Comment 3 Steven Munroe 2008-04-15 02:27:17 UTC
Created attachment 2692 [details]
Example implementation of the x86_64 platform

This is an example for x86_64. So far it returns mixed results. the results are
disappointing for w_exp and w_log but an impressive 43% improvement for w_pow.
Not sure why the simpler w_exp and w_log case do not improve. As far as I can
tell the total path is shorter with this test patch.

This is only test and without this patch ./math/math_privated.h from the
previous patch maintains the existing implementation.

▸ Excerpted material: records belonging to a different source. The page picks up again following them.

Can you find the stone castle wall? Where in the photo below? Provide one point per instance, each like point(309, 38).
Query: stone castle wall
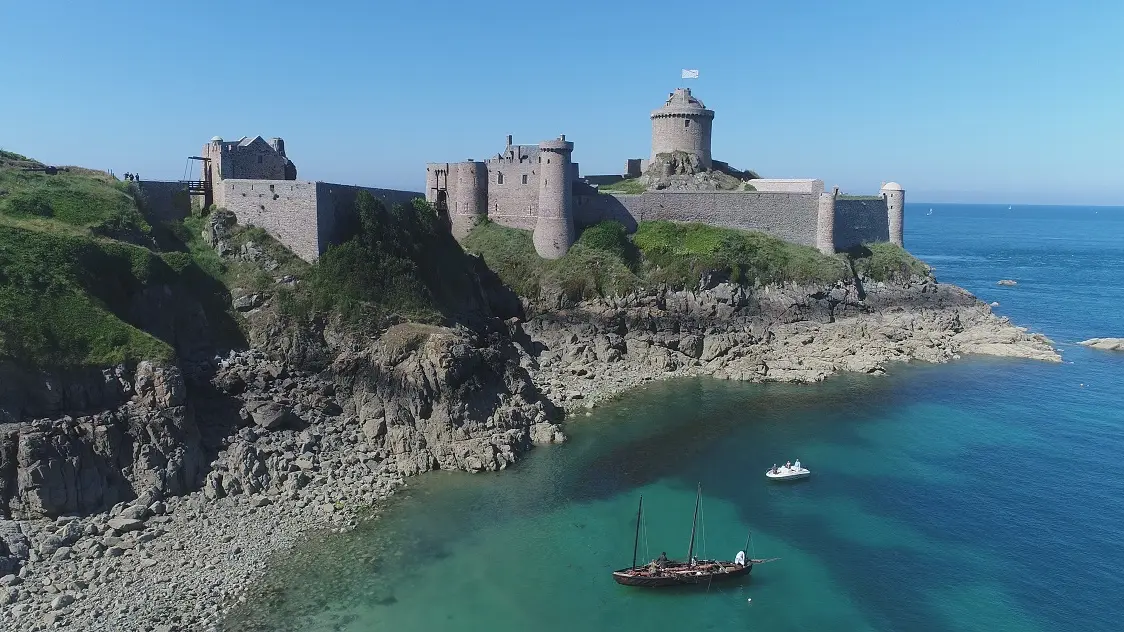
point(513, 198)
point(860, 220)
point(792, 217)
point(304, 216)
point(788, 216)
point(788, 186)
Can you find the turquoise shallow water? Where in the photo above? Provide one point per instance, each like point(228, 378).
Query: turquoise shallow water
point(980, 495)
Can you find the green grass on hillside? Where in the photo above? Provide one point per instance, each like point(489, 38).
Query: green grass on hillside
point(628, 186)
point(679, 253)
point(399, 264)
point(64, 299)
point(75, 287)
point(885, 261)
point(598, 264)
point(78, 199)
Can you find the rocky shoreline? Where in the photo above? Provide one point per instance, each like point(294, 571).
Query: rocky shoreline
point(277, 452)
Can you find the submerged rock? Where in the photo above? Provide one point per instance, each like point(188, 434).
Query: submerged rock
point(1107, 344)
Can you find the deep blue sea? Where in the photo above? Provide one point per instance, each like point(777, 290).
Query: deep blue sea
point(984, 495)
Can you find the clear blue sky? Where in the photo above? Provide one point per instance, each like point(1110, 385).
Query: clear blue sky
point(1006, 101)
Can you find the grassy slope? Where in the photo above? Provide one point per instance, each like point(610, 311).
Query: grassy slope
point(68, 288)
point(605, 261)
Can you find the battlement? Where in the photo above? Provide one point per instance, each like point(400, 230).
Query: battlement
point(537, 188)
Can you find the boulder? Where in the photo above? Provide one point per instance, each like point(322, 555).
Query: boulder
point(1106, 344)
point(271, 415)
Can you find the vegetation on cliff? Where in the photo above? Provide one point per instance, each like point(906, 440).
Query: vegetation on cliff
point(399, 263)
point(85, 280)
point(607, 261)
point(81, 270)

I am sure someone more skilled in x86_64 can devise a solution that retains the
gains for w_pow and resolves the problems with w_exp and w_log.
Comment 4 Steven Munroe 2008-04-15 16:07:11 UTC
marked the severity as enhancement
Comment 5 Steven Munroe 2008-06-26 14:12:41 UTC
HJ this is the proposal I mentioned to you at GCC Summit. It way for each
platform to inline the isnan, isinf, finite, etc test in the libm function
wrappers (i.e w_pow.c)

Is uses macros defined in math-private.h to inline the various (redundent) tests
required to set errno (if needed). The generic ./math/math_private.h maintains
the status quo, but a platform can override math_private.h to define macros that
work best for them.
Comment 6 H.J. Lu 2008-06-27 15:34:50 UTC
(In reply to comment #5)
> HJ this is the proposal I mentioned to you at GCC Summit. It way for each
> platform to inline the isnan, isinf, finite, etc test in the libm function
> wrappers (i.e w_pow.c)
> 
> Is uses macros defined in math-private.h to inline the various (redundent) tests
> required to set errno (if needed). The generic ./math/math_private.h maintains
> the status quo, but a platform can override math_private.h to define macros that
> work best for them.

I will take a look at x86-64.
Comment 7 Ulrich Drepper 2011-10-08 08:45:27 UTC
This is horrible.

Provide optimized inline versions of the standard functions and then fix the compiler to reuse the result of function calls which convert the floating-point numbers to the bitmasks.  If the inlined conversion function is marked 'const' then the compiler should be able to determine that subsequent calls to


   bits = float2bits(floatvar);

return exactly the same result and should reuse it (given that floatvar hasn't changed).
Comment 8 Jakub Jelinek 2011-10-08 09:21:01 UTC
For all these 4 functions has gcc its builtins, and if the gcc compiled code using those builtins could be improved, a bug with particular testcases should be filed against gcc.
Comment 9 Ulrich Drepper 2011-10-15 14:13:59 UTC
I'm closing this bug.  I optimized the wrappers *correctly*.  Anything else is up to the compiler and those people who care about the niche architectures.  They have to provide additions to their respective math_private.h.